Tuesday, May 17, 2016

Did you know...

First off, I apologize for a repeat photo - Pistachio is difficult to get on film.  Not because he is fast...that's just silly.  It is because he takes a lot of naps in his burrow and I usually only see him on weekends, and there's no guarantee of that either. 

Did you know?

  • Tortoises frequently eliminate in their burrows.  Yes, that means that Pistachio's bedtime buddies are his own turds. I have to peek out my window to see if he is out of his burrow and if he is, I race outside to clean up his burrow before he takes yet another nap.  (It should be noted that Blueberry knows when I am scraping his poop up and she waits expectantly outside the gate.  Is it wrong that I usually throw at least one turd her way?  Would it help if I told you it is the one treat she savors?  She settles herself slowly into the grass, holds the turd between her paws, gives it a good sniff and then chews it oh-so-slowly.  Technically, it is a vegetable.)  
  • A wasp or bee tried to build a nest inside Pistachio's burrow.
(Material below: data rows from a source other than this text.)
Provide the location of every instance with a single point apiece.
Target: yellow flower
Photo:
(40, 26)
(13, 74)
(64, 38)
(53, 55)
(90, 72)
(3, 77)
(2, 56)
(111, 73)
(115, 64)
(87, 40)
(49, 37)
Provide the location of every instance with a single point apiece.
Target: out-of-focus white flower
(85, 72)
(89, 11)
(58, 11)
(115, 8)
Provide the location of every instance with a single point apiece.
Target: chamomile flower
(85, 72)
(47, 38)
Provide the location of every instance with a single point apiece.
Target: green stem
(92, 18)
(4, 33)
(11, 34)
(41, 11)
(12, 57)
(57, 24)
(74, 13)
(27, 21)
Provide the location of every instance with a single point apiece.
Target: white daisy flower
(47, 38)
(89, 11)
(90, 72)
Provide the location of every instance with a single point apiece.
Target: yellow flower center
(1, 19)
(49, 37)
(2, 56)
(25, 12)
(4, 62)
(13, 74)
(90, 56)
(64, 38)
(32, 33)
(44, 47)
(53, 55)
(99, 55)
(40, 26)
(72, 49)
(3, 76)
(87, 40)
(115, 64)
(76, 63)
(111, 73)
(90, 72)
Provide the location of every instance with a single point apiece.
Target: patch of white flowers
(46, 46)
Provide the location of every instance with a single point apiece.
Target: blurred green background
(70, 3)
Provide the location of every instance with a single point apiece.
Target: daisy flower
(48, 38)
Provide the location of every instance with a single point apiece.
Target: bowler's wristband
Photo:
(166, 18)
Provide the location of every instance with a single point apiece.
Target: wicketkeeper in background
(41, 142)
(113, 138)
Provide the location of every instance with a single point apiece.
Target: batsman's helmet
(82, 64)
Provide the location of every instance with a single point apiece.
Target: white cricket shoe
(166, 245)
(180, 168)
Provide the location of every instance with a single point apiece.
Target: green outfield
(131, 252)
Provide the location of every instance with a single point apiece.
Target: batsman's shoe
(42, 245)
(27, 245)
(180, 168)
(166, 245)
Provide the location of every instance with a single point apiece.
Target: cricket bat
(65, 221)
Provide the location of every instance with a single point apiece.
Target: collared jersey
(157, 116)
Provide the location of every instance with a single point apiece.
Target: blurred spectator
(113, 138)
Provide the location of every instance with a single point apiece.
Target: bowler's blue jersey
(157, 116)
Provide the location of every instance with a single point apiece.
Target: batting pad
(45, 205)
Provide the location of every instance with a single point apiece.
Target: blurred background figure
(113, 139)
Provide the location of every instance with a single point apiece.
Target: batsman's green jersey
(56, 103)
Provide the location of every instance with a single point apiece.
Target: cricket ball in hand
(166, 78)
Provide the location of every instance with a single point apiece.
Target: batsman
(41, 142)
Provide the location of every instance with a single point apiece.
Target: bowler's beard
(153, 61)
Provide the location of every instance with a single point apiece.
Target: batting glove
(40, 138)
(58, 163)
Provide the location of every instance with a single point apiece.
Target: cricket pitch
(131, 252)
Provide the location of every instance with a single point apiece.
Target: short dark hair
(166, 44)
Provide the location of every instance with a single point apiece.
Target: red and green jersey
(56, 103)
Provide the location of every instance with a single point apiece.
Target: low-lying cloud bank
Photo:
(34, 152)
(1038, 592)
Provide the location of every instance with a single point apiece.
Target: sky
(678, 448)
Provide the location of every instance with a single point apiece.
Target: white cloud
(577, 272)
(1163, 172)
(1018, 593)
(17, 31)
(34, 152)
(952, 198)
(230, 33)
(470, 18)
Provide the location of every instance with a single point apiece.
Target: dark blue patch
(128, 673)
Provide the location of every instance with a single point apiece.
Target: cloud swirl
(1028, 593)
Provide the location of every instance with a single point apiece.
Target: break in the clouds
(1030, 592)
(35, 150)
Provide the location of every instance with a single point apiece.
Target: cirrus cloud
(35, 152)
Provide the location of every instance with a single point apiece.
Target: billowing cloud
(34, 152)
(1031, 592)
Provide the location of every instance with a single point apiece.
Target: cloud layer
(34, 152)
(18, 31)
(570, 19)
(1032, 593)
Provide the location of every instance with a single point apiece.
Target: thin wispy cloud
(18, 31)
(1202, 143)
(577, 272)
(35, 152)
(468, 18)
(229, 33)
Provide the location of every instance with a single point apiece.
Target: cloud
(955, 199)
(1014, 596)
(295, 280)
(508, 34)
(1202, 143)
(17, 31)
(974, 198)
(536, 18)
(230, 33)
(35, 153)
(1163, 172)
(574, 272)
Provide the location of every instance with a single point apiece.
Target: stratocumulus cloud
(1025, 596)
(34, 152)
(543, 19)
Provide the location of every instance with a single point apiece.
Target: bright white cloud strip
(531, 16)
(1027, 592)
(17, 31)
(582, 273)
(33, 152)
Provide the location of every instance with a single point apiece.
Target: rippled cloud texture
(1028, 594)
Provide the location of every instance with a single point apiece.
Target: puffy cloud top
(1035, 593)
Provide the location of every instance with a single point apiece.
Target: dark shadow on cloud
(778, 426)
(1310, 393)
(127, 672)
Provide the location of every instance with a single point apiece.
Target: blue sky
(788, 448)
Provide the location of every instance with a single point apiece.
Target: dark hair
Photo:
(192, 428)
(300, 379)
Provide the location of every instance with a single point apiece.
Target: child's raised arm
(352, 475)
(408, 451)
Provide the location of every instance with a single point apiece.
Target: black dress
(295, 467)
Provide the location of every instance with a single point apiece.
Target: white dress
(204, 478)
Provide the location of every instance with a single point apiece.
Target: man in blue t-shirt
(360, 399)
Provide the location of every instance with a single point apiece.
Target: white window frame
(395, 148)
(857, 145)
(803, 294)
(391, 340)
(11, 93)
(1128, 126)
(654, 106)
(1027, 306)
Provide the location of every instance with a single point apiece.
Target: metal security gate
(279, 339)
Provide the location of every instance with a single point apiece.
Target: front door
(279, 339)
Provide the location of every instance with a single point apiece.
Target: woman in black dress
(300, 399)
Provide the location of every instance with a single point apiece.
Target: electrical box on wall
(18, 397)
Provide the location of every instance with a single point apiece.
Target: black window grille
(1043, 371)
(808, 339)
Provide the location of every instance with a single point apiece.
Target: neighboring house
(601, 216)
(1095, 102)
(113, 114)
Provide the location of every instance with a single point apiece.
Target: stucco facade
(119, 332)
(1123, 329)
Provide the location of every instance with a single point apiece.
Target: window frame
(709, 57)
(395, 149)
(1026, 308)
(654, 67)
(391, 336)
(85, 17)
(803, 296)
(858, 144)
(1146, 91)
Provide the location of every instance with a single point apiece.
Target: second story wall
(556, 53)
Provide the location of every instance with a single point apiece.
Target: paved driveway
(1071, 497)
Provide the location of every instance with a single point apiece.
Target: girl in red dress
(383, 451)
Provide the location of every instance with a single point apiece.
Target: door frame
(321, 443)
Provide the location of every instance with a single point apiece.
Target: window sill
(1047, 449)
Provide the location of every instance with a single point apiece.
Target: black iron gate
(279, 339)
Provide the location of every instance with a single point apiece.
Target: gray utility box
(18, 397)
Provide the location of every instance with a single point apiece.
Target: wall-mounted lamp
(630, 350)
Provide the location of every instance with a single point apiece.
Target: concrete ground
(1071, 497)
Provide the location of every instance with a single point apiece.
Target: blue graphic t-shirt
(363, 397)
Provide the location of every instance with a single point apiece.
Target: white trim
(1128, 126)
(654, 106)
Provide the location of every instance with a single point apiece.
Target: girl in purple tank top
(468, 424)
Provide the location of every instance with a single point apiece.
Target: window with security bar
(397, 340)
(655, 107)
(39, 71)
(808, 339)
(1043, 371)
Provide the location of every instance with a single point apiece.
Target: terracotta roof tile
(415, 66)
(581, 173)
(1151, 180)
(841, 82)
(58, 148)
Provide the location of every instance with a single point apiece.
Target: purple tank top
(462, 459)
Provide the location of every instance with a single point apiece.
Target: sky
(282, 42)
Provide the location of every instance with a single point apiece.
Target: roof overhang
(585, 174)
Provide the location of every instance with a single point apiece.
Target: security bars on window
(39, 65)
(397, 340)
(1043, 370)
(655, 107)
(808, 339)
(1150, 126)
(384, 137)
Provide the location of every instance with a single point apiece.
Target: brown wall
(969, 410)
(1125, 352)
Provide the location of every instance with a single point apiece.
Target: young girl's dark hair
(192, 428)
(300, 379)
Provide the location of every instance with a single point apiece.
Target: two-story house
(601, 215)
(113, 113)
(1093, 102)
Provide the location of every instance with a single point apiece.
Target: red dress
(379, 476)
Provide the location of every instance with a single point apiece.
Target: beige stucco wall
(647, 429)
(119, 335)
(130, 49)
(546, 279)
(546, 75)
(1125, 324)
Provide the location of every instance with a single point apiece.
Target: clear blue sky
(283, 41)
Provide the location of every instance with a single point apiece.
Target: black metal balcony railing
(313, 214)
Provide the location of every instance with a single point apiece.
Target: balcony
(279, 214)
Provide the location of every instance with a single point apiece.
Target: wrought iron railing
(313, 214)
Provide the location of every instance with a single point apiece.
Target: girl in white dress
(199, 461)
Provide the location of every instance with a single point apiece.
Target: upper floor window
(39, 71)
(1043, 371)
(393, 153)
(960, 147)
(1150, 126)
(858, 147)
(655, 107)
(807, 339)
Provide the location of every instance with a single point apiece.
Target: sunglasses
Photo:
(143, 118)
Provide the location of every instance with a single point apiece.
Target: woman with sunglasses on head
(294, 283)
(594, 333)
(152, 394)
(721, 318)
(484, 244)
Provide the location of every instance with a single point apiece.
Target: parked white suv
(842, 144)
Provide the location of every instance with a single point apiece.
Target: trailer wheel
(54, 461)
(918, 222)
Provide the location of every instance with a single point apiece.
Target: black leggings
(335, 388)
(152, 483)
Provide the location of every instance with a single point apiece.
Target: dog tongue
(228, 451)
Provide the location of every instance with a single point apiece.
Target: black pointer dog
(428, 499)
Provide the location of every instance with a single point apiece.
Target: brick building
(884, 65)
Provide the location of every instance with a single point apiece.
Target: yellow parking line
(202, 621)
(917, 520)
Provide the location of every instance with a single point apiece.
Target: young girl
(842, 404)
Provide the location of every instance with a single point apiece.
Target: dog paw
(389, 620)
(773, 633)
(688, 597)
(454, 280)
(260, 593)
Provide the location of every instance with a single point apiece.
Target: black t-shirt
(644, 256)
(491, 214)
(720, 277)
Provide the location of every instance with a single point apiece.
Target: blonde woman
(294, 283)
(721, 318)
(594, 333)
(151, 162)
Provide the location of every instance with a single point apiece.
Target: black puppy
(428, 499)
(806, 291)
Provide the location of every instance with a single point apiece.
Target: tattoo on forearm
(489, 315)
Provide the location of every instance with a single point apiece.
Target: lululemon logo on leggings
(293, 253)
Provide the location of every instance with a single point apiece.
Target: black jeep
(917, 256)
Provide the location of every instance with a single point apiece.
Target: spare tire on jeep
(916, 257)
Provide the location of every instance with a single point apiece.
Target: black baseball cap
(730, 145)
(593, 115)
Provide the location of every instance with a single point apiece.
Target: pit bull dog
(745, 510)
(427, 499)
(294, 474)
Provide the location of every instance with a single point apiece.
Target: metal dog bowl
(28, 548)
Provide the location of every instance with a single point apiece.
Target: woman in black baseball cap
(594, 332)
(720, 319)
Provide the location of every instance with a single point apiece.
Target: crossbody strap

Thankfully, I have a thermometer inside the burrow that I check each afternoon to make sure the temp inside the burrow doesn't go over 90 (it's been holding steady at around 78-82 degrees).  It was just one honeycomb thing with a few eggs inside.  I crushed it and the eggs.  Take that.  
  • I have read that sometimes mice, black widows, and other critters will often take up residence in tortoise burrows too.  I didn't sign up for that!  
  • I had a break through with Pistachio.  For the first time since I've had him, he willingly approached me AND ate some plant leaves out of my hand!  In the past, I had to gently lob plants his way and then step back a minimum of 10 feet, after which he would wait a few minutes before approaching the food and eating it.  Progress!  There's something super neat about getting a tortoise to eat from your hand.  
  • Some tortoises have been known to eat dog poop.  This is not an experiment I am willing to conduct.  Although, I have to admit it would be pretty convenient to have Blueberry and Pistachio together in the same yard, cleaning up after each other.  I'd never have to pick up my yard again!  

"So...what I'm hearing is, it's okay to sleep in one's own waste...interesting...very interesting..." 

Monday, May 9, 2016

Fun Facts About Pistachio

 I have quite a bit of knowledge of captive desert tortoise care from reading up on it prior to adopting Pistachio (definitely not an expert though).  I even had to do a little research to find a vet specializing in tortoises should he have any ailments that creep up - they are susceptible to upper respitoratory issues if kept in conditions that are too damp.  

There's a LOT of stuff about them I didn't know and while they aren't high maintenance, they still require a good bit of work to care for properly.  It took me about 5 weekends just to build his burrow; another 3 weekends to fix up his fence enclosure so a certain dog can't get to him.  I did consider letting him be in the same yard with Blueberry, but apparently, there are one to many cases where people have allowed their dogs to co-exist in the same yard with a tortoise and the dog never  bothers the tortoise "until one day...".  I don't want to risk that so they are separated and Blueberry can smell him and hear him and is VERY interested in what is on the other side of the fence, but I see no reason to let her meet him.  

He smells his food before he eats it.  He's pretty particular about what plants he will eat.  His shell is a little cracked due to a predator encounter he must have had before he was rescued and the shape of his shell indicates he wasn't being fed properly. Desert tortoises require desert plants - not lettuce, dog food, "special tortoise food" you may find in a pet supply store, not fruit - there's actually a long list of foods they can't have.  The list of desert plants they enjoy is even longer and is a much better diet for them.

Desert tortoises are solitary creatures.  Pistachio has taken a while to warm up to me, but I think he is coming around.  As long as I don't make any sudden movements - which means as long as I move as slowly as he does, he's cool with me hanging out with him.  

"I wish I could meet Pistachio.  I really need to let the other dogs out there know once and for all if he tastes like a pistachio nut or not.  It's a matter of public interest."

Pistachio, and all desert tortoises, often hold their urine for up to a year.  If you find one in the wild and pick it up, it will frighten it enough that it will urinate, thus making you a tortoise murderer making it really important the tortoise find another water source soon, lest it should die from dehydration.  So the moral of this story is - don't pick up a wild desert tortoise unless absolutely necessary (for example, if it is in the middle of the road).

"There's no way I could hold my urine in for a year.  That's crazy."